Cotton made in Africa
Cotton made in Africa (CmiA) ist ein freiwilliger Nachhaltigkeitsstandard für afrikanische Baumwolle mit Sitz in Hamburg. Mit dem 2005 als Public-Private-Partnership gestarteten Textilsiegel soll nachhaltiger, kleinbäuerlicher Baumwollanbau in Subsahara-Afrika gefördert werden. Nach der ähnlich aufgebauten und mit CmiA kompatiblen Better Cotton Initiative ist CmiA mittlerweile der zweitgrößte Nachhaltigkeitsstandard für Baumwolle. Die Corporate-Social-Responsibility-Initiative finanziert Förderprojekte, die den Menschen in Afrika helfen sollen, sich aus eigener Kraft aus der Armut zu befreien. Gleichzeitig fordert sie von den Produzenten, sich an bestimmte Regeln zu halten und auf Nachhaltigkeit zu achten. CmiA-Baumwolle wird zu Marktpreisen abgenommen und stammt, außer beim grünen CmiA-Biosiegel, nicht aus ökologischer Landwirtschaft. CmiA finanziert sich mehrheitlich durch westliche Textilhandelsunternehmen, die die CmiA-Baumwolle gegen eine Lizenzgebühr pro Volumen abnehmen.
Geschichte
CmiA wurde 2005 vom Hamburger Unternehmer und Aufsichtsratsvorsitzenden der Otto Group, Michael Otto, gegründet. Träger war die Foundation for Sustainable Agriculture and Forestry (‚Stiftung für nachhaltige Land- und Forstwirtschaft‘), die damals vom deutschen Bundesministerium für wirtschaftliche Zusammenarbeit und Entwicklung, der Otto Group, Tom Tailor, WWF Deutschland und der Welthungerhilfe getragen wurde. 2007 benannte sie sich in Aid by Trade Foundation (‚Stiftung Hilfe durch Handel‘) um.[1][2] Die Bill & Melinda Gates Foundation sowie mehrere private und staatliche Partner finanzierten das Projekt in der Anfangsphase,[3] das erste Projektland war Benin.[4] 2007 wurden die ersten 400.000 Textilien mit dem CmiA-Siegel verkauft.[5]

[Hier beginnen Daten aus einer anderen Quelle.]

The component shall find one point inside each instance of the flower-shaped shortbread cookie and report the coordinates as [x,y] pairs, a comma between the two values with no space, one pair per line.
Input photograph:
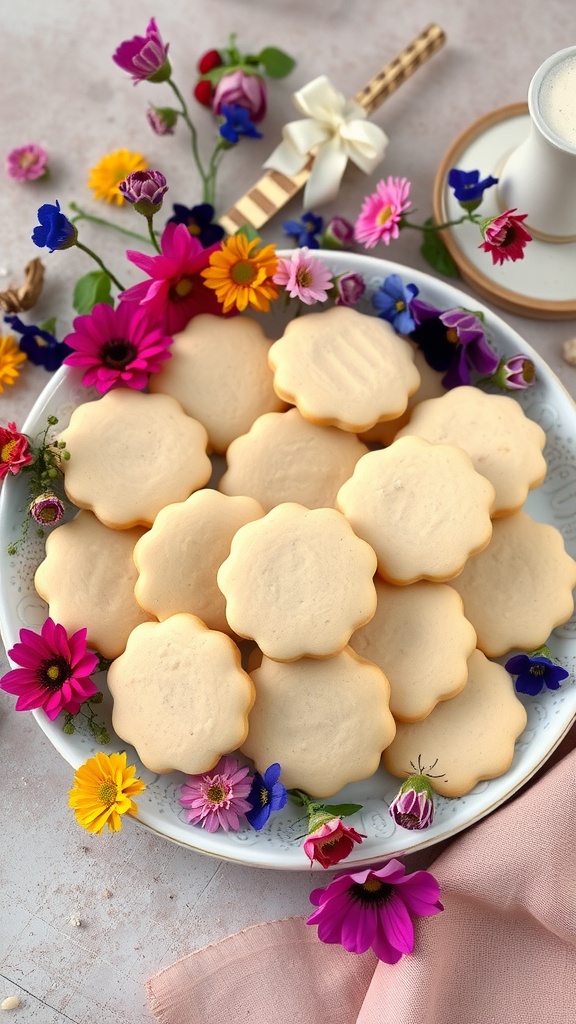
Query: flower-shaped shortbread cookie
[87,579]
[465,739]
[298,582]
[421,640]
[283,458]
[343,369]
[218,371]
[520,588]
[503,443]
[130,454]
[325,721]
[178,558]
[180,695]
[422,507]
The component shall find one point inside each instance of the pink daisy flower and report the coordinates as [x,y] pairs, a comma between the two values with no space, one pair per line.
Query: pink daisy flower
[374,908]
[54,673]
[215,799]
[175,292]
[27,163]
[304,276]
[117,347]
[381,212]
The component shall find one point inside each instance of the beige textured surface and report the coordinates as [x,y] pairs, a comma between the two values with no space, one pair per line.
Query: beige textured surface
[60,88]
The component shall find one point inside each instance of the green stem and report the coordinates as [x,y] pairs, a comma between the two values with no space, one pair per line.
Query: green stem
[100,264]
[194,138]
[82,215]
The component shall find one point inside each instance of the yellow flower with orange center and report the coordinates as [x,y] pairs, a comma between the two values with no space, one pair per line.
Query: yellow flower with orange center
[241,274]
[103,790]
[112,169]
[10,358]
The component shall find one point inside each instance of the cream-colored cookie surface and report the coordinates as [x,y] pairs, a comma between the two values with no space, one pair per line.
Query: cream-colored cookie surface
[325,721]
[178,558]
[180,695]
[87,579]
[284,458]
[298,582]
[219,373]
[343,369]
[422,508]
[421,641]
[465,739]
[130,455]
[503,443]
[520,588]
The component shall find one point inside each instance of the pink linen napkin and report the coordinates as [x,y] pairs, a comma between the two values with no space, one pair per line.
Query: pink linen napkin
[503,951]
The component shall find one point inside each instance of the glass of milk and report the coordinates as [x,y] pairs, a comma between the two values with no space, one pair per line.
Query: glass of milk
[539,177]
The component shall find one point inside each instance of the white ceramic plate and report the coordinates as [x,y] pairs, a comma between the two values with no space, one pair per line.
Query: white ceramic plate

Anfänglich war das Projekt Teil der Competitive African Cotton Initiative (COMPACI), einem Projekt der Deutschen Investitions- und Entwicklungsgesellschaft und der damaligen Deutschen Gesellschaft für Technische Zusammenarbeit. Es wurde bis 2012 mit insgesamt 4,5 Millionen Euro unterstützt.[5] Auch das Bundesministerium förderte das Projekt in den Jahren 2005–10 mit insgesamt 1,48 Millionen Euro,[6] ebenso wie die Deutsche Gesellschaft für Internationale Zusammenarbeit. In den ersten Jahren wurden 150.000 Menschen in Benin, Burkina Faso und Sambia geschult.[1]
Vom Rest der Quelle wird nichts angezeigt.